Pada asuransi penyakit kritis (critical illness), nasabah dapat menerima manfaat asuransi penyakit kritis jika telah terdiagnosa penyakit kritis, misalnya pada stadium akhir. Namun ada juga perusahaan asuransi yang memberikan perlindungan atas penyakit kritis sejak terdiagnosa pada tahap awal. Umumnya, asuransi ini sebagai asuransi tambahan (rider) pada produk asuransi dasar.
“Tingginya risiko kesehatan sejalan dengan bertambahnya kebutuhan asuransi penyakit kritis membuat kami berupaya untuk menjawab kebutuhan asuransi penyakit kritis dengan menyediakan produk asuransi penyakit kritis sejak tahap awal (Early Payout Critical Illness), yaitu Sequis Q Early Payout Critical Illnes Plus Rider sehingga nasabah tidak perlu cemas menghadapi tingginya biaya perawatan pengobatan penyakit kritis karena manfaat dapat dirasakan sejak stadium awal,” ujar Eko.

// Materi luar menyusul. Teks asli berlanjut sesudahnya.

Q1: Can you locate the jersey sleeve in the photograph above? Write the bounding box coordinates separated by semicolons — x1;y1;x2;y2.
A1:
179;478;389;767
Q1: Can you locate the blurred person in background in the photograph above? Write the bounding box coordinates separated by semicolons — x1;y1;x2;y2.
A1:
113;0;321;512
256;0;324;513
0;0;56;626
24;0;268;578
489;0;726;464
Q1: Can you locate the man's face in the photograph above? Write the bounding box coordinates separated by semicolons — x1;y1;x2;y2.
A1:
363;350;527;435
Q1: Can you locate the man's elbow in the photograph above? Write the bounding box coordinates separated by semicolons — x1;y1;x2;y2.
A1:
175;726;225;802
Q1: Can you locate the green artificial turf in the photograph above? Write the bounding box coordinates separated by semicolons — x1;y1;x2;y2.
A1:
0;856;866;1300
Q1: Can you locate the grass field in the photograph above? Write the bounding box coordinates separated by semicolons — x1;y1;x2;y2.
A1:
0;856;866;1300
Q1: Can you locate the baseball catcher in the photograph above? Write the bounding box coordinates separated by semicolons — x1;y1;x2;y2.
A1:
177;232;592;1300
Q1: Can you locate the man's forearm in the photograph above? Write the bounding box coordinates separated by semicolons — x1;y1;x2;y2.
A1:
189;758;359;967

Produk Sequis Q Early Payout Critical Illnes Plus Rider memberikan perlindungan menyeluruh sampai dengan 120 penyakit kritis. Dengan maksimal Uang Pertanggungan (UP) senilai Rp 3 miliar atau USD 300,000 atau 3 x UP polis dasar. Keunggulannya antara lain, tidak ada masa tunggu antar klaim pertama dengan yang kedua, selama kedua klaim tersebut berbeda tingkat severity level-nya. Pembayaran manfaat juga tidak akan mengurangi UP produk dasar. Selain itu, tersedia perlindungan untuk penyakit kritis lain termasuk manfaat tambahan komplikasi diabetes dan penyakit kritis katastropik dengan total manfaat hingga 170%. Produk ini memberikan perlindungan sejak usia masuk 1 bulan sampai dengan 65 tahun sehingga anak-anak hingga orang tua berusia lanjut dapat tenang menghadapi risiko penyakit kritis yang ditakuti seperti kanker.
Sequis juga memiliki memiliki beberapa produk asuransi penyakit kritis lainnya seperti Sequis Critical Illness Rider, My Critical Protection yang memberikan manfaat lumpsum (pembayaran sekaligus) bila tertanggung menderita penyakit kritis. Selain itu ada juga produk rider kesehatan yang memberikan tambahan (lumpsum) bila tertanggung menderita kanker, yaitu Sequis Health Platinum Plus Rider dan SQ Health Infinite MedCare Rider.
Sebagai perusahaan asuransi, Sequis juga memiliki tanggung jawab untuk memberikan edukasi kepada nasabahnya, Eko menyarankan agar nasabah mempelajari dan memahami definisi dari penyakit kritis yang ditanggung dari produk asuransi yang dimiliki. “Memahami definisi penyakit kritis yang tertuang dalam perjanjian asuransi agar tidak terjadi kesalahpahaman dikemudian hari, misalnya berapa jumlah penyakit yang ditanggung dan apakah dimulai dari tahap awal atau hanya di tahap kritis,“ ujarnya.
Eko juga mengharapkan agar nasabah lebih memahami makna dari “Pengecualian” yang tertuang dalam polis, yaitu kondisi yang tidak menjadi tanggungan perusahaan asuransi dalam masa perlindungan asuransi. “Ketergantungan obat, kecanduan alkohol, perbuatan bunuh diri, kondisi sebelum pertanggungan asuransi, penyakit kritis yang terjadi dalam masa tunggu dan penggunaan obat tanpa resep dokter adalah beberapa contoh pengecualian yang tertuang dalam polis. Hal ini penting untuk dipahami nasabah,” tutupnya.